From 9f128aeba65b4b70353bc33bc373e5e55f138a88 Mon Sep 17 00:00:00 2001
From: Jannis Limperg <jannis@limperg.de>
Date: Sun, 29 Sep 2024 13:24:11 +0200
Subject: [PATCH] 03: fix explanation of capture-avoiding substitution

As pointed out by Kayla Thomas [1], the paragraph on capture-avoiding
substitution used an example that didn't actually demonstrate capture-avoiding
substitution.

While I was at it, I also made the explanation a bit more explicit.
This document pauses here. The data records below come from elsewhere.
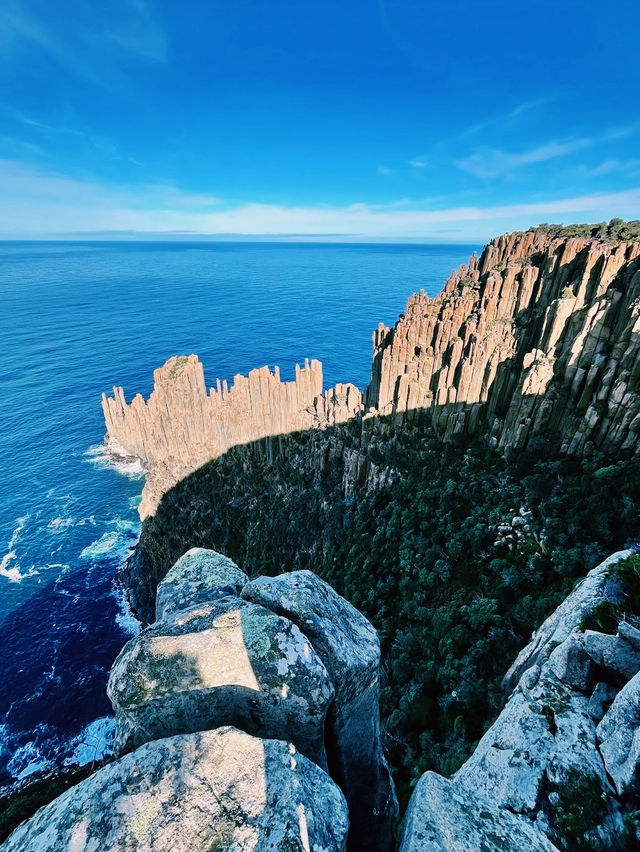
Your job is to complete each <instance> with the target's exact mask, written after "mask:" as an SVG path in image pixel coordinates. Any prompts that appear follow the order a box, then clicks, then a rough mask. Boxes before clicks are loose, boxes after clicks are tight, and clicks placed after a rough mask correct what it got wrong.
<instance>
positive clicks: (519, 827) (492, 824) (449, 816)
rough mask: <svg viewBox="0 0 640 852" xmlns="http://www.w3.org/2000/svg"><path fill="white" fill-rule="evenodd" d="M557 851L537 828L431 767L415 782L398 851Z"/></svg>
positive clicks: (425, 851)
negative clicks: (427, 770)
mask: <svg viewBox="0 0 640 852" xmlns="http://www.w3.org/2000/svg"><path fill="white" fill-rule="evenodd" d="M476 849H477V850H487V852H525V850H526V852H558V850H557V848H556V847H555V846H554V845H553V844H552V843H551V842H550V841H549V840H548V839H547V838H546V837H545V836H544V835H543V834H541V833H540V832H539V831H537V830H536V828H535V827H534V826H533V825H531V824H530V823H528V822H526V821H525V820H522V819H519V818H518V817H517V816H515V815H514V814H512V813H510V812H509V811H507V810H505V809H504V808H499V807H496V805H495V804H494V803H492V802H483V803H482V804H480V805H479V803H478V801H477V799H476V798H475V797H474V796H473V794H470V793H468V792H467V791H466V790H465V789H464V787H462V786H460V785H457V784H455V783H454V782H452V781H447V779H446V778H442V777H441V776H440V775H436V774H435V773H434V772H425V774H424V775H423V776H422V778H421V779H420V780H419V781H418V783H417V785H416V788H415V791H414V793H413V795H412V797H411V802H410V804H409V808H408V810H407V814H406V817H405V821H404V830H403V834H402V841H401V843H400V847H399V852H470V850H476Z"/></svg>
[1] https://leanprover.zulipchat.com/#narrow/stream/239415-metaprogramming-.2F-tactics/topic/.22Metaprogramming.20in.20Lean.204.22/near/473287822
---
 lean/main/03_expressions.lean | 39 +++++++++++++++++++++++------------
 1 file changed, 26 insertions(+), 13 deletions(-)
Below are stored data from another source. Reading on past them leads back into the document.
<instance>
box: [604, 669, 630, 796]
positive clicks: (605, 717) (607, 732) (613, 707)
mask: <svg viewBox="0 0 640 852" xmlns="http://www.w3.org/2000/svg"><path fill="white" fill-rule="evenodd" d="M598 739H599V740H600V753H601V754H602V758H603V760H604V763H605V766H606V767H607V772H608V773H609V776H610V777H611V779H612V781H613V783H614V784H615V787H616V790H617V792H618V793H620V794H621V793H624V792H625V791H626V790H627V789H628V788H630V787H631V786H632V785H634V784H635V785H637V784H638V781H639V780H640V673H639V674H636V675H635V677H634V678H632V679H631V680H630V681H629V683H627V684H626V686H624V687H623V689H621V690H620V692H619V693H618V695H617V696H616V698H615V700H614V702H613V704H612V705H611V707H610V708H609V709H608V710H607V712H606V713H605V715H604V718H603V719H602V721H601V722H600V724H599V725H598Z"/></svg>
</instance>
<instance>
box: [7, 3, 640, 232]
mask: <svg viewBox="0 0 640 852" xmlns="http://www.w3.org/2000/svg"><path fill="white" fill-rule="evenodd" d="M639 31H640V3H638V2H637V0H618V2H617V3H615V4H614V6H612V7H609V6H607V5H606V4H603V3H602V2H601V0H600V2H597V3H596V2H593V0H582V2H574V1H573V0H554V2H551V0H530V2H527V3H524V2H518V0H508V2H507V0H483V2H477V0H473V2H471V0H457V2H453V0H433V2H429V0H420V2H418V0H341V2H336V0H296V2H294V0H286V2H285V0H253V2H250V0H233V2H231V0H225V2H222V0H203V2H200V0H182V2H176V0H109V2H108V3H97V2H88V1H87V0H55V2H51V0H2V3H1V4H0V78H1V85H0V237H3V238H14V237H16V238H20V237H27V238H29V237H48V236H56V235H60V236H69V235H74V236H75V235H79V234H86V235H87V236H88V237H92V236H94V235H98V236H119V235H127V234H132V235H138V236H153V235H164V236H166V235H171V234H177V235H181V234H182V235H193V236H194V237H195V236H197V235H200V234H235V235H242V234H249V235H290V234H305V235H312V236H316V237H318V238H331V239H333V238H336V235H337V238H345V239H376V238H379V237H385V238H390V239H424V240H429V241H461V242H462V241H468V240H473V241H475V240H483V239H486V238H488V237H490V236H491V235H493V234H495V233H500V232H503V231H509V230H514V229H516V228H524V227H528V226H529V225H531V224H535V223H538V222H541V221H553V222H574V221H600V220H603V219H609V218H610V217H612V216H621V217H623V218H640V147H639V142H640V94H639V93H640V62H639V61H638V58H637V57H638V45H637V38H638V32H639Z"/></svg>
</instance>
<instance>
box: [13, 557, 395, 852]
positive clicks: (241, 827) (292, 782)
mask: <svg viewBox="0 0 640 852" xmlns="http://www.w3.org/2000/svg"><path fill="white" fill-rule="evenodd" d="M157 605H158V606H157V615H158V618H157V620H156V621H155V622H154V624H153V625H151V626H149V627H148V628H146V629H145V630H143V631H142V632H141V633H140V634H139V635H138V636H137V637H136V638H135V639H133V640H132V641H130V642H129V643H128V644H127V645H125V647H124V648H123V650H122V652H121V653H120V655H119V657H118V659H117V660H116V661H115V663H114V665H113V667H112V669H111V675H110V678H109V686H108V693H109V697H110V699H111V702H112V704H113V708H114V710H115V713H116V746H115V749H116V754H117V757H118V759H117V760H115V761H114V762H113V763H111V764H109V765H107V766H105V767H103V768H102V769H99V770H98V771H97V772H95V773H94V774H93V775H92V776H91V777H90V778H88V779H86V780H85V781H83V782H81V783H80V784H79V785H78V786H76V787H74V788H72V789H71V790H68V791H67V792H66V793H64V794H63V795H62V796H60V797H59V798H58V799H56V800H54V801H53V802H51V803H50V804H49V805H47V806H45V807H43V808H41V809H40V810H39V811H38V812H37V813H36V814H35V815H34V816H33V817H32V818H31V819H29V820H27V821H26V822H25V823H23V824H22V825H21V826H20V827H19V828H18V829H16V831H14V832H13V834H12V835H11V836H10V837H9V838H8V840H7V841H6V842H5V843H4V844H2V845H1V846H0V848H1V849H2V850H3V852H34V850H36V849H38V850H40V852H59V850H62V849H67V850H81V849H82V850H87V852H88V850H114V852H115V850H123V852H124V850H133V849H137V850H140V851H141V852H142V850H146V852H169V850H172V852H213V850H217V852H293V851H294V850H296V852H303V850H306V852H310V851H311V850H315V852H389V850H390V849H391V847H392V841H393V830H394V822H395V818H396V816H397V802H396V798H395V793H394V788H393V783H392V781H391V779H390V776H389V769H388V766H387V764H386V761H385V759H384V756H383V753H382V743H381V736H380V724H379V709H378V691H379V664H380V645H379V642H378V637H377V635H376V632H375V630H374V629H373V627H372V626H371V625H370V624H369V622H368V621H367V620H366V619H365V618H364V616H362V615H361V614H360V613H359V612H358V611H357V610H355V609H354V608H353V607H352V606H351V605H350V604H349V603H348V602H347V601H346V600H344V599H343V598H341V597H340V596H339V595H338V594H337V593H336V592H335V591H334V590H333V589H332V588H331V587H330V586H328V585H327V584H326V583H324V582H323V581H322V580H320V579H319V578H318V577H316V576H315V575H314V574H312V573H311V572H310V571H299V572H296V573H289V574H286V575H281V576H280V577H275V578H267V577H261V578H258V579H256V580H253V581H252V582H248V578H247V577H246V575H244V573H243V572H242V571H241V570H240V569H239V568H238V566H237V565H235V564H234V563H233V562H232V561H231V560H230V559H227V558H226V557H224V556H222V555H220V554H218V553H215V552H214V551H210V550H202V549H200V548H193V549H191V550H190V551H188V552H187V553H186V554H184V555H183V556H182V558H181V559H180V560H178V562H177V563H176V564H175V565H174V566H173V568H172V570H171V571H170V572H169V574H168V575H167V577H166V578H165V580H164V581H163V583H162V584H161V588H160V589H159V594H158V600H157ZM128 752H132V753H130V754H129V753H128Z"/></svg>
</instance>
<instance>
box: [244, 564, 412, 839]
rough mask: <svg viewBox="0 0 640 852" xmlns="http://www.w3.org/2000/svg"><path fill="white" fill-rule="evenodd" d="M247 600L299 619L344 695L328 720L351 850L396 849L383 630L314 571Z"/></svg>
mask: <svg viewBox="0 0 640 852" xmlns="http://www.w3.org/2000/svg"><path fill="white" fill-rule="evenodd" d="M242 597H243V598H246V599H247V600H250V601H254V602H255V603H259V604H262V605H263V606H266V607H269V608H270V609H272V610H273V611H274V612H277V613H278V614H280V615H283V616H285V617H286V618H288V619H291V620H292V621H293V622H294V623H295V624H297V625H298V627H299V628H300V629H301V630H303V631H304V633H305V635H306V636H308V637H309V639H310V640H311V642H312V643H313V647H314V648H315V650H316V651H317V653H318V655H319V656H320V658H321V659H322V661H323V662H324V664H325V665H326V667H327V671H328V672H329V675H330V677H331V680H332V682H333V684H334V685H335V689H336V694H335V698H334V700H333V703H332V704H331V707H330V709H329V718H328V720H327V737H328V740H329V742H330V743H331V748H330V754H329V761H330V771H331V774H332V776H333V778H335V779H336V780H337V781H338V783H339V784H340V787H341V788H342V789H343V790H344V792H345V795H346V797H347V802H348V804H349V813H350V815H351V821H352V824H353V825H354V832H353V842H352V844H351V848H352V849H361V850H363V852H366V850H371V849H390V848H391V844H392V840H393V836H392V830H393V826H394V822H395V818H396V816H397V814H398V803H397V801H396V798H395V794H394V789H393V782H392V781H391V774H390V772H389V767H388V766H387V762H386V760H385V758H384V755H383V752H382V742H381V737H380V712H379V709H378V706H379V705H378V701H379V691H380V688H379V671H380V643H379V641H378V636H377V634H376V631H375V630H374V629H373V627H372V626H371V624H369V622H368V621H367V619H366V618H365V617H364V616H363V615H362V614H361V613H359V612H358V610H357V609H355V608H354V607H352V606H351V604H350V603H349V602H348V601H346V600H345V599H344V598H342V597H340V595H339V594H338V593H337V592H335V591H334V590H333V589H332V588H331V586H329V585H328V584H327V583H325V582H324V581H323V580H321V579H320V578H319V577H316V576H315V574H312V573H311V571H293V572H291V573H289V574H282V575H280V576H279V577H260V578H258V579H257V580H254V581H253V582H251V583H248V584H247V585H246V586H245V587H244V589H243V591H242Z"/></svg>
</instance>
diff --git a/lean/main/03_expressions.lean b/lean/main/03_expressions.lean
index 3a247c6..6d044c6 100644
--- a/lean/main/03_expressions.lean
+++ b/lean/main/03_expressions.lean
@@ -113,22 +113,34 @@ and a curse
 
 ## De Bruijn Indexes
 
-Consider the following lambda expression `(λ f x => f x x) (λ x y => x + y) 5`,
-we have to be very careful when we reduce this,
-because we get a clash in the variable `x`.
-
-To avoid variable name-clash carnage,
-`Expr`s use a nifty trick called __de Bruijn indexes__.
+Consider the lambda expression `(λ x : ℕ => λ y : ℕ => x + y) y`.
+When we evaluate it naively, by replacing `x` with `y` in the body of the outer lambda, we obtain `λ y : ℕ => y + y`.
+But this is incorrect: the lambda is a function with two arguments that adds one argument to the other, yet the evaluated version adds its argument to itself.
+The root of the issue is that the name `y` is used for both the variable outside the lambdas and the variable bound by the inner lambda.
+Having different variables use the same name means that when we evaluate, or β-reduce, an application, we must be careful not to confuse the different variables.
+
+To address this issue, Lean does not, in fact, refer to bound variables by name.
+Instead, it uses __de Bruijn indexes__.
 In de Bruijn indexing,
 each variable bound by a `lam` or a `forallE` is converted into a number `#n`.
-The number says how many binders up the `Expr` tree we should look
-to find the binder which binds this variable.
+The number says how many binders up the `Expr` tree we should skip
+to find the binder that binds this variable.
 So our above example would become
-(putting wildcards `_` in the type arguments for now for brevity):
-``app (app (lam `f _ (lam `x _ (app (app #1 #0) #0))) (lam `x _ (lam `y _ (app (app plus #1) #0)))) five``
-Now we don't need to rename variables when we perform β-reduction.
-We also really easily check if two `Expr`s containing bound expressions are equal.
-This is why the signature of the `bvar` case is `Nat → Expr` and not `Name → Expr`.
+(replacing inessential parts of the expression with `_` for brevity):
+```
+app (lam `x _ (lam `y _ (app (app `plus #1) #0) _) _) (fvar _)
+```
+The `fvar` represents `y` and the lambdas' variables are now represented by `#0` and `#1`.
+When we evaluate this application, we replace the bound variable belonging to ``lam `x`` (here `#1`) with the argument `fvar _`, obtaining
+```
+(lam `y _ (app (app `plus (fvar _)) #0) _)
+```
+This is pretty-printed as
+```
+λ y_1 => y + y_1
+```
+Note that Lean has automatically chosen a name `y_1` for the remaining bound variable that does not clash with the name of the `fvar` `y`.
+The chosen name is based on the name suggestion `y` contained in the `lam`.
 
 If a de Bruijn index is too large for the number of binders preceding it,
 we say it is a __loose `bvar`__;
@@ -141,6 +153,7 @@ outside of some very low-level functions,
 Lean expects that expressions do not contain any loose `bvar`s.
 Instead, whenever we would be tempted to introduce a loose `bvar`,
 we immediately convert it into an `fvar` ("free variable").
+(Hence, Lean's binder representation is "locally nameless".)
 Precisely how that works is discussed in the next chapter.
 
 If there are no loose `bvar`s in an expression, we say that the expression is __closed__.